Last year I found some crab apples growing in my swamp in what has to be the wettest part. They're only about an inch to 1.5 inches diameter and 8 feet tall but I am considering topworking them. Would you mind taking pics of your process and posting them? I'm not doing my topworking this year but will probably do it next spring.
I am not an expert on this. Others here are far more experienced.
I usually find a straight section of the rootstock tree and cut it off above it. Preferably a 1-2 inch section. I split it with an old butcher knife and hammer. Seal with toilet bowl wax and wrap very tight with e tape.
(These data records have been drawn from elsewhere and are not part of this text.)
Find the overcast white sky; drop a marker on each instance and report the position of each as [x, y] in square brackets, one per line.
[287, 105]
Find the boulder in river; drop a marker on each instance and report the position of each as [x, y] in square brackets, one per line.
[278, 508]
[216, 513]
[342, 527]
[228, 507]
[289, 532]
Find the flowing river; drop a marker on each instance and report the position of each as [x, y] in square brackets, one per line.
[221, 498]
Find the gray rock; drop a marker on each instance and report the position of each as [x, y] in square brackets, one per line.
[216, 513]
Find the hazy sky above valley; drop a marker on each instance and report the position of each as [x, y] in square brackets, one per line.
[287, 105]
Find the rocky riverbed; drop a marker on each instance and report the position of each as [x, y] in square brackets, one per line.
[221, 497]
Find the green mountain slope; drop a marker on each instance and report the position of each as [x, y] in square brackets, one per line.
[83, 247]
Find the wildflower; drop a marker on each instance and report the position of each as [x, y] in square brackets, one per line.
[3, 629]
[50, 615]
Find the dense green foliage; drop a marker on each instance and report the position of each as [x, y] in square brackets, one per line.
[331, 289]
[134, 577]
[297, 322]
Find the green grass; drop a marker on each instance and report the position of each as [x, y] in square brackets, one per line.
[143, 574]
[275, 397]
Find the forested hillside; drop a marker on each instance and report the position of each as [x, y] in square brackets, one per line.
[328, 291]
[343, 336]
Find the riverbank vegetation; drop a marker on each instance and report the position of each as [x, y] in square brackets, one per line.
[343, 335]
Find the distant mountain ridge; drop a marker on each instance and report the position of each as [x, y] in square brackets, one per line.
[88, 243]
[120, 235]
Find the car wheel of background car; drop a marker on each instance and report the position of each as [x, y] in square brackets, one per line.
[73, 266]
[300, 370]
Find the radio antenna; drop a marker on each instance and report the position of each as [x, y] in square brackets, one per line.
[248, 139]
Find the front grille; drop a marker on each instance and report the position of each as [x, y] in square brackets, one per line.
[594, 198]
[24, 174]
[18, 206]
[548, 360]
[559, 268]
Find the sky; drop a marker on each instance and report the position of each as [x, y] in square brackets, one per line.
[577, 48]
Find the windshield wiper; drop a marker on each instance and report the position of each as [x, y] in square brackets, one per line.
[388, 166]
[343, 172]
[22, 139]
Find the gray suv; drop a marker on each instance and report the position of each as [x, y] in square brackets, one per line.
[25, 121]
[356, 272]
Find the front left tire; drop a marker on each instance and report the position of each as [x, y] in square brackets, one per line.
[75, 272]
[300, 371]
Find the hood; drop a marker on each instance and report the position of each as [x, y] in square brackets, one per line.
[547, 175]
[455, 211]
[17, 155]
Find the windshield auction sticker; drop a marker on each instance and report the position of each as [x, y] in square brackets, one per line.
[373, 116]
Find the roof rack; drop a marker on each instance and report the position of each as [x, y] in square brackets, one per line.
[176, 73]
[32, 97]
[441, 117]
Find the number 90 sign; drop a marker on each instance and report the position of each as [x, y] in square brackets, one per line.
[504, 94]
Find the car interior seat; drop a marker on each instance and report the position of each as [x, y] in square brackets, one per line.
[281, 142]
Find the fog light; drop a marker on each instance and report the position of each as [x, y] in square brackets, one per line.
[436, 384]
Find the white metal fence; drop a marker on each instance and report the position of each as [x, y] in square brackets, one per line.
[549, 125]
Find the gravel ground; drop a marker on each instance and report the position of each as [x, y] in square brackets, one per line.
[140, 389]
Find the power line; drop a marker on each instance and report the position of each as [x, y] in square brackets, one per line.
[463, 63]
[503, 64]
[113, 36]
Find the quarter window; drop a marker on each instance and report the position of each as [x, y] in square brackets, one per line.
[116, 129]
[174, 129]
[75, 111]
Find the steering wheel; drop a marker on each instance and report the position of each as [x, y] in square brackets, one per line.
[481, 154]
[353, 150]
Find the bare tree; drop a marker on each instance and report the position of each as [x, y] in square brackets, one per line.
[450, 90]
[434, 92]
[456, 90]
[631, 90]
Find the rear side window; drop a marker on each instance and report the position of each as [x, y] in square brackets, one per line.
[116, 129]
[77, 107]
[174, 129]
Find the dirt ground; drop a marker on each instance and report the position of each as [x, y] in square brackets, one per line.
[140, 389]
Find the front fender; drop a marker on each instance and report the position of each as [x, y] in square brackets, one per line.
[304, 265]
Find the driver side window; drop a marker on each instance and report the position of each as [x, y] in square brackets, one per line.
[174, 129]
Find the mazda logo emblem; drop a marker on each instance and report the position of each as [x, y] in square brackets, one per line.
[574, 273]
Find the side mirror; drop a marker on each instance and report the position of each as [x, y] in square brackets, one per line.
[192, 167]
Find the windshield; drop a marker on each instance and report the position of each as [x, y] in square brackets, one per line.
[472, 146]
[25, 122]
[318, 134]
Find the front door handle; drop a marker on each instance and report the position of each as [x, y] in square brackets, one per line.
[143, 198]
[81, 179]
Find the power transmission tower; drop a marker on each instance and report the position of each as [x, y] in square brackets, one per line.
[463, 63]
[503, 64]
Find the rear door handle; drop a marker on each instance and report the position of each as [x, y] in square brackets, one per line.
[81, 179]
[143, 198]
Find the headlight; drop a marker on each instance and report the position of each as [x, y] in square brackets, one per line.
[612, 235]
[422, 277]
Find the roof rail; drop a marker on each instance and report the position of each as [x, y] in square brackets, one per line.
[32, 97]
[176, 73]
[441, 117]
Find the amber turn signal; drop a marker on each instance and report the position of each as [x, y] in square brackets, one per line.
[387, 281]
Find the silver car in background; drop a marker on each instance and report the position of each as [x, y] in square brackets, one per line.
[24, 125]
Sometimes I do a bark graft.
Those by my home orchard, I leave one or two nurse limbs to pull sap up to the graft.
For trees that I won’t see very often, I leave many more nurse limbs, including enough to shade the graft from the winter and summer sun. I am in an area with cold winters and some hot dry summers. A short prairie type of environment originally. I like the shade on the south and southwest side.
Pinch off new growth during the summer that interferes with the scion. I have even cut off part of the nurse limb on trees at home that I can water and watch.
This spring, I cut off the extra nurse limbs down to one or two and want to see how these grafts survived the winter. I still kept the nurse limb on the south side.
I have two or three Big Dogs now producing apples on the wild swamp crab. That swamp crab does well. I wish I had more rootstock from it.